The Phase 10 two-lock failure is a textbook example of a phenomenon that every GPU programmer encounters eventually: hardware constraints override software abstraction. No matter how cleanly you partition your code into mutex-protected regions, the underlying hardware is a single device with global state. cudaDeviceSynchronize does not care about your lock boundaries. cudaMalloc does not respect your thread boundaries. The CUDA driver's memory manager is a single system that must coordinate all allocations and deallocations across all streams and contexts.

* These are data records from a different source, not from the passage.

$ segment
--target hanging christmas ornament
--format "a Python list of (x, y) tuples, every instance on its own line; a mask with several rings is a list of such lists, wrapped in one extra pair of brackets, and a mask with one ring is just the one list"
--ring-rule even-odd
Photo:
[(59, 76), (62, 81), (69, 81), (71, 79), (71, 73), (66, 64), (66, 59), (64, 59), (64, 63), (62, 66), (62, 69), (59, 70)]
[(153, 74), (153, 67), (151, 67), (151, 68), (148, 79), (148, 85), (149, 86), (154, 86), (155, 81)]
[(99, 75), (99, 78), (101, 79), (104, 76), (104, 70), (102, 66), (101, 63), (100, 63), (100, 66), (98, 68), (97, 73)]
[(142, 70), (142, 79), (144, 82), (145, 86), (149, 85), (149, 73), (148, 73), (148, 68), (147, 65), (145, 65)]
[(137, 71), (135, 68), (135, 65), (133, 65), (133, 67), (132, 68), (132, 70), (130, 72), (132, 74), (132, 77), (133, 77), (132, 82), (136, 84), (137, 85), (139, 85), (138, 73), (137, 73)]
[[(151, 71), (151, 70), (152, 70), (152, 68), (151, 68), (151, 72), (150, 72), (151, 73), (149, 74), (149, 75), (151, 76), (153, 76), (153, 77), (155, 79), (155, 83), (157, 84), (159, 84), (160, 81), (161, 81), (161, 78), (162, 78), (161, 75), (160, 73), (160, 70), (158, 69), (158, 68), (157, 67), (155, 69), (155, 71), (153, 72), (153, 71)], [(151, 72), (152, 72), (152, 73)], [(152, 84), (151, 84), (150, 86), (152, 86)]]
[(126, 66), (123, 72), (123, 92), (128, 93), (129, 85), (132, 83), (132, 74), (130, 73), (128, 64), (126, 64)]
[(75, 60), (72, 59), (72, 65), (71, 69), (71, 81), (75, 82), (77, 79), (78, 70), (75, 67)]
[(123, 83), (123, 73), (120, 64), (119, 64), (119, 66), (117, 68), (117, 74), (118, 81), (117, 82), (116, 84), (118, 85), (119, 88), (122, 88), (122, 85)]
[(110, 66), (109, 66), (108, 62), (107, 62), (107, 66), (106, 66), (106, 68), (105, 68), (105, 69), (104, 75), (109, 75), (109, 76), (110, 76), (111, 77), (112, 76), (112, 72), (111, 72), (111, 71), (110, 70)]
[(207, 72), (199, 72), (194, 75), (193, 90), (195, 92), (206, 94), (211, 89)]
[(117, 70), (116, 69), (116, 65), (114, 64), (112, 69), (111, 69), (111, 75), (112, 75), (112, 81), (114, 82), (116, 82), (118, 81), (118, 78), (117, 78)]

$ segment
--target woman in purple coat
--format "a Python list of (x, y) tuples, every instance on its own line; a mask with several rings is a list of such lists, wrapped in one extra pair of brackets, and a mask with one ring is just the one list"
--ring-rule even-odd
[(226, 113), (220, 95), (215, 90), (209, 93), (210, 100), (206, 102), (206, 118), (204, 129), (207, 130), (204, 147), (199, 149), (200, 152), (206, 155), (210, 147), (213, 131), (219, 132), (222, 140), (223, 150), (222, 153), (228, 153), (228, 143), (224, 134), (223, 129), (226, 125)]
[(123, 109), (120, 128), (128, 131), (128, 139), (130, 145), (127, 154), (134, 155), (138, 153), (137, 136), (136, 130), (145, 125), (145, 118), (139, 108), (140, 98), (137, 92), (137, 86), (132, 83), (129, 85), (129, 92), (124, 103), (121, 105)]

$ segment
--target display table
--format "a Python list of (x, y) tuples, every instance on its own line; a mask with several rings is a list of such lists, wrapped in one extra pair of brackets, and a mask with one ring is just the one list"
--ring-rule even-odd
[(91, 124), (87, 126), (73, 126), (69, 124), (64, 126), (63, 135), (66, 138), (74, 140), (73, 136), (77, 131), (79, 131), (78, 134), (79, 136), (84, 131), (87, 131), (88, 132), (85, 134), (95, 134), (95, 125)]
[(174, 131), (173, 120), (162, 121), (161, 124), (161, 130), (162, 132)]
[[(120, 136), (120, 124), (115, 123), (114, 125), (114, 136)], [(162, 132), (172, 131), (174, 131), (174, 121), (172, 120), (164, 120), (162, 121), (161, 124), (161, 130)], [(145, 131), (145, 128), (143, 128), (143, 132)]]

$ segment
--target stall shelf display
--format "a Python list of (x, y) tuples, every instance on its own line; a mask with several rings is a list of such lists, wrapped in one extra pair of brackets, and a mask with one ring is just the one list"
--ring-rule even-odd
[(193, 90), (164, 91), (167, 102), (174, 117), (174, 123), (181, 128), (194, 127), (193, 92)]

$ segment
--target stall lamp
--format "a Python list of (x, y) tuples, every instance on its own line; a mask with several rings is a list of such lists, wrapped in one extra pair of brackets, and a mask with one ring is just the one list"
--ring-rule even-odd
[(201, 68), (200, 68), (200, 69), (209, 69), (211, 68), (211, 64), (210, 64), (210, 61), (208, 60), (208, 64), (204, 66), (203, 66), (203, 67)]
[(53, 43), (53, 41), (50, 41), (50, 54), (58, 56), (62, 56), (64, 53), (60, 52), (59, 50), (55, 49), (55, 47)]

The assistant's ultimate solution — removing the device-wide synchronization from mem_mtx entirely and relying on the already-proven fallback path inside compute_mtx — acknowledges this reality. The two-lock design is not abandoned, but its scope is narrowed. The mem_mtx region becomes a best-effort optimization: try to pre-stage if VRAM is available, but do not block on device-wide operations. If pre-staging fails, the fallback path inside compute_mtx handles allocation, accepting the serialization cost.

This is the essence of engineering under real-world constraints: the optimal design on paper may be defeated by hardware behavior that only reveals itself under measurement. The six lines of timing data in message <msg id=2618> are not just debugging output — they are the voice of the hardware saying "this is how I actually work, now design for that."